In turn, I thought of all the people I’d lost in my life since coming to Mormon feminism–those who have written me out because my activism made them uncomfortable, the bridges I never wanted to burn but did as I tried to find my way, the not-so-subtle suggestions that I was ruining my family and turning my back on them because (obviously) feminists hate their husbands and children. I thought of my close childhood friend who no longer speaks to me because of the views I hold and the audacity I have to share them. It was then that I realized Maud never felt the fight was worth the sacrifices she was required to endure. I’m sure that had she been given the choice of her son vs. her advocacy, she would have chosen her son. Hands down. Thing is, she didn’t choose her sacrifices. None of us do. They were never made willingly–they were thrust upon her and she was left to move forward anyway.
While I’ve never endured anything so terrible as the loss of my children, I wept over the people I’ve lost that I never wanted to lose. As I sat in the anger and pain, I kept wanting to tie it up in a pretty bow and talk about how it’s all worth it. I wanted to be able to say that the knowledge and perspective I gained turned me into a happier, better person. I wanted to talk about purpose in life. I wanted to say that the sacrifices were worth it, that they were hard but I was willing to make them. But maybe I’ll never be able say it was worth it on a personal level–that my writing and speaking about the need for the expanded role of women in the Church will ever be personally fulfilling enough to make up for what it feels I’ve lost.

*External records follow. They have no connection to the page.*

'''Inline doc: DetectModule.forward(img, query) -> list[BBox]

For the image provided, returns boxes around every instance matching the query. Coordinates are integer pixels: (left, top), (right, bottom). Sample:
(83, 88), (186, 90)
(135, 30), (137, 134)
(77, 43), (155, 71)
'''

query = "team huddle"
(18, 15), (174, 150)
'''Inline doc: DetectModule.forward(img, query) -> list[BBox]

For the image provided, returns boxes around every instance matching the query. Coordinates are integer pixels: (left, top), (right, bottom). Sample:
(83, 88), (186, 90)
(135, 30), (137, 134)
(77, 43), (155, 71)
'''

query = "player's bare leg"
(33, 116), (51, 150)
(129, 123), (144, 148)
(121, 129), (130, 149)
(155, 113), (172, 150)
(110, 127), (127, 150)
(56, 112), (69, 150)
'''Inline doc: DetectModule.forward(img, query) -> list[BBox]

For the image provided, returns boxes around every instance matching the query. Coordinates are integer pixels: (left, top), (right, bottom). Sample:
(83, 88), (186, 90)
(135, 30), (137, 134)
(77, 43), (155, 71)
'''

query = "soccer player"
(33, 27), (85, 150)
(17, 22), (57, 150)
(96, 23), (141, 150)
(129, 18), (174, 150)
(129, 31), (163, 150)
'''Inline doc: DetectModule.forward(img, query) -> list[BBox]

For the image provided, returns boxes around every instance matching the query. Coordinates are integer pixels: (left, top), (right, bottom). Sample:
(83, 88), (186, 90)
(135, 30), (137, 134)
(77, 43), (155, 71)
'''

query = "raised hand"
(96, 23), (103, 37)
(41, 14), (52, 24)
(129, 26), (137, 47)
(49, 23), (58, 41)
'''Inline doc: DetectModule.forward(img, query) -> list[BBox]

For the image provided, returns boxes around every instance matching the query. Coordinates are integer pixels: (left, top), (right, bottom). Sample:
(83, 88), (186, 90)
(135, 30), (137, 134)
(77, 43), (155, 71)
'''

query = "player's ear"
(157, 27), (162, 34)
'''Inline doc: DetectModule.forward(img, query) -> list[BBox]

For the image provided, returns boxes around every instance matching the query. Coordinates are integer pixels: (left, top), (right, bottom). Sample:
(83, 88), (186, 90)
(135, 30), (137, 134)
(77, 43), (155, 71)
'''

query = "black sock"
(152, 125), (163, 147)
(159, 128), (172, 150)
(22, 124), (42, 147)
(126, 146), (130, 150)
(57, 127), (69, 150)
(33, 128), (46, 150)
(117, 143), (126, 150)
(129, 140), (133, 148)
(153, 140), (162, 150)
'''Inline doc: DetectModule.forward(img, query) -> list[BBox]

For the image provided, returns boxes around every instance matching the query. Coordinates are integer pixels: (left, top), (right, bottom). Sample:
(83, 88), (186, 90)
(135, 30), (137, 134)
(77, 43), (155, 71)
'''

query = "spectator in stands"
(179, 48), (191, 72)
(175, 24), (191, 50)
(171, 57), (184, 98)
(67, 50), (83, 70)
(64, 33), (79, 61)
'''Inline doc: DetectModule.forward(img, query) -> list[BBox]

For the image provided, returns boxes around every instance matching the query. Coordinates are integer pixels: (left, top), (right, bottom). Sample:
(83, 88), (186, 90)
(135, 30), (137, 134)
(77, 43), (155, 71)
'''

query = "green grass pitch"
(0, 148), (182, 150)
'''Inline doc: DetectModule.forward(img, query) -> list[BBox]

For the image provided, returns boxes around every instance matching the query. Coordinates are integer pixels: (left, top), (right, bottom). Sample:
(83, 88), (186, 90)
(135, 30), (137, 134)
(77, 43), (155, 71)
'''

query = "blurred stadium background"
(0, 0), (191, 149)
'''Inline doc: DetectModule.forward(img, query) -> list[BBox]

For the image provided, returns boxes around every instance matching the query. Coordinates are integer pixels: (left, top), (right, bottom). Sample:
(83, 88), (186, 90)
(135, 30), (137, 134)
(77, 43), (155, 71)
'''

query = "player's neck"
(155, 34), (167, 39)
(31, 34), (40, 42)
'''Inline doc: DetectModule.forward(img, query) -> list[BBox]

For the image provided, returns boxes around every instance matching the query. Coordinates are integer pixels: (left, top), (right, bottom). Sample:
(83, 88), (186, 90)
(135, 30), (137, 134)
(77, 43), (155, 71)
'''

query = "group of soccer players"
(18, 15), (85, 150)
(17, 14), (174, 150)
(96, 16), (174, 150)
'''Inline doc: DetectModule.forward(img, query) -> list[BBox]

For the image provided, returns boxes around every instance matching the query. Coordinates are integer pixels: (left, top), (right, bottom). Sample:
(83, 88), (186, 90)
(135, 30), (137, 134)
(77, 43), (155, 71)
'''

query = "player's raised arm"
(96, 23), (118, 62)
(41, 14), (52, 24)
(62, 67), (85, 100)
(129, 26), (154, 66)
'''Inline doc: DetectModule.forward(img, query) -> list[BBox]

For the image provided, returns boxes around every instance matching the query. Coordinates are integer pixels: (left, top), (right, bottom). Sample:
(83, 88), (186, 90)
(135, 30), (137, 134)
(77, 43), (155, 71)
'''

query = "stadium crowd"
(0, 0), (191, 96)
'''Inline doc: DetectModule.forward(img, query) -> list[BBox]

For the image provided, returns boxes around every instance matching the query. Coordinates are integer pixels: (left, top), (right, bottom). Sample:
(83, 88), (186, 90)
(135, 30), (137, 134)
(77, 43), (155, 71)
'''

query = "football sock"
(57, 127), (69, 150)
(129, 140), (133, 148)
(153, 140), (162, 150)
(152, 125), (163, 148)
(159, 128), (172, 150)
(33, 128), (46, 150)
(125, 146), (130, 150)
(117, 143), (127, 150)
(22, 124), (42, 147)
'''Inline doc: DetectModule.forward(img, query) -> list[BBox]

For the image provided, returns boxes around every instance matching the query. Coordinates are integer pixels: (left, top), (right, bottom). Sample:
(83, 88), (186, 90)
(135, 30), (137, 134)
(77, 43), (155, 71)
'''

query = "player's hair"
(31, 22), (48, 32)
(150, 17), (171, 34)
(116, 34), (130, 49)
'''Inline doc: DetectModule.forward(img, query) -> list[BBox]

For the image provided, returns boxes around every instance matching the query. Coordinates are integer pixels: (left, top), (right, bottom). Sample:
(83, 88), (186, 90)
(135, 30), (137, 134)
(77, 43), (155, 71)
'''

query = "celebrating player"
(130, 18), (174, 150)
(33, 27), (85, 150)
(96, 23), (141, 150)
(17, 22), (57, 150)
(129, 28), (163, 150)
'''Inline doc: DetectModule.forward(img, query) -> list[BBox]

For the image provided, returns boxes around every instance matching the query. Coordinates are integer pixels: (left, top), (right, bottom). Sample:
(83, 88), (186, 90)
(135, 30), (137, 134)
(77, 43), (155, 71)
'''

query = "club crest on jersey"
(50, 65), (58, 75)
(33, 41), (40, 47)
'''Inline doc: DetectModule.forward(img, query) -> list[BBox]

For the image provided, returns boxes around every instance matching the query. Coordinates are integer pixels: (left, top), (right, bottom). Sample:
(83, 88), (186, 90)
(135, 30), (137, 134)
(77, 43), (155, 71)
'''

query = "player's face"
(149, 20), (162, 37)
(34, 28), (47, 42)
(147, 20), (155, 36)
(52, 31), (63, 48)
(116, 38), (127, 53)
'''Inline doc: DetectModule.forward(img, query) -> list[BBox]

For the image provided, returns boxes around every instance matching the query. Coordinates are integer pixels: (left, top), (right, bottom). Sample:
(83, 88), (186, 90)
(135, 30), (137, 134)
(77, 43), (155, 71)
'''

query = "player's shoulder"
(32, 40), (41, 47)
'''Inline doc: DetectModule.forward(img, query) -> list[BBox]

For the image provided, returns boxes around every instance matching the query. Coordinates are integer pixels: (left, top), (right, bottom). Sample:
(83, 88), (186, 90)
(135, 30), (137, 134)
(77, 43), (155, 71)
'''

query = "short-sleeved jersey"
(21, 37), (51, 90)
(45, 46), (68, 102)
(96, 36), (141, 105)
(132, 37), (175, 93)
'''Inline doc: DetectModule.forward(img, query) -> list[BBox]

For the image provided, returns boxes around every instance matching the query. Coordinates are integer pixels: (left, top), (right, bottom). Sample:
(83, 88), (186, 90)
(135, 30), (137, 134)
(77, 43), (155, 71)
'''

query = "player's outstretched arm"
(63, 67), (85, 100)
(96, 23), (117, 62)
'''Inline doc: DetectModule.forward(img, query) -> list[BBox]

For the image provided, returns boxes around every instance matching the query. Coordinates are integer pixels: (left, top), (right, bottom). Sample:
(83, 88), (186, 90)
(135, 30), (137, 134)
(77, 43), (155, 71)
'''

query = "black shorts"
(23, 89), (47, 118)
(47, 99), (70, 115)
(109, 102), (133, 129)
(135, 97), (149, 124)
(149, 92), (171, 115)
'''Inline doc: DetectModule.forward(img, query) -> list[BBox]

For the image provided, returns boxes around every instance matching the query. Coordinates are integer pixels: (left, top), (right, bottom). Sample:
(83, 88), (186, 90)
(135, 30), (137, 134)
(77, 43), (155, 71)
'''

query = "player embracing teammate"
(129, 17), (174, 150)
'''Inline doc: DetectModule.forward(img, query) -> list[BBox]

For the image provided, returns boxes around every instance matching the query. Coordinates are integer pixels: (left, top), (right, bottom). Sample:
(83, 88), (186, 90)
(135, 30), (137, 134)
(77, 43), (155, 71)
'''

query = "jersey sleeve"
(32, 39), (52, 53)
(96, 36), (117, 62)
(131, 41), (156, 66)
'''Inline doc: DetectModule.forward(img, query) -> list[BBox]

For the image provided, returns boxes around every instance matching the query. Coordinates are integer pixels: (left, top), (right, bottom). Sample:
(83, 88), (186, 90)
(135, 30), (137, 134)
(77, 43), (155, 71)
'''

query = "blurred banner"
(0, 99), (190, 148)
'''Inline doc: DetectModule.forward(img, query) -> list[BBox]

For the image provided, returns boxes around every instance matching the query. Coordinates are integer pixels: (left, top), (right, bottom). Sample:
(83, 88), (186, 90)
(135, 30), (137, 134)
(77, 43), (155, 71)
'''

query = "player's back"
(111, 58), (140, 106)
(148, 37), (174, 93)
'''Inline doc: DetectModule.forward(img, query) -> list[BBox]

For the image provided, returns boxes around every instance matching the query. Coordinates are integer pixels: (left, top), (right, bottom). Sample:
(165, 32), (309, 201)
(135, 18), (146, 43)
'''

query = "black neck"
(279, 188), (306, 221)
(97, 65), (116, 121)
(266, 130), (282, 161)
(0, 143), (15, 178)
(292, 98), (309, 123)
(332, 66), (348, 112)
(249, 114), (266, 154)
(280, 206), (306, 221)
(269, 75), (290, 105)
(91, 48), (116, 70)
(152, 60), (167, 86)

In just about every lesson on the Law of Tithing, there will always be the stories about the person who was on the very edge of the money, where paying their tithing was a huge personal sacrifice and then days later, mysterious money shows up in their account or on their doorstep. These stories make us feel good and reinforce the narrative that God will immediately deliver us following our sacrifice. The ram in the thicket always shows up in a timely manner. But perhaps more important than the stories of quick deliverance is learning to sit with the uncomfortable stories of when deliverance doesn’t come, at least not in the ways and timetable we expect it to come. Sometimes windows of heaven don’t open. Sometimes we surrender to the sacrifice anyway.
And so this American election season, I’m not going to talk about how their sacrifices of those suffragettes a century ago were made willingly or even that they would have recognized they were worth it. Instead, I will voice my gratitude through continuing their legacy of working for an equitable and just world. Their work was not finished. Neither is ours. We have miles to go before we sleep.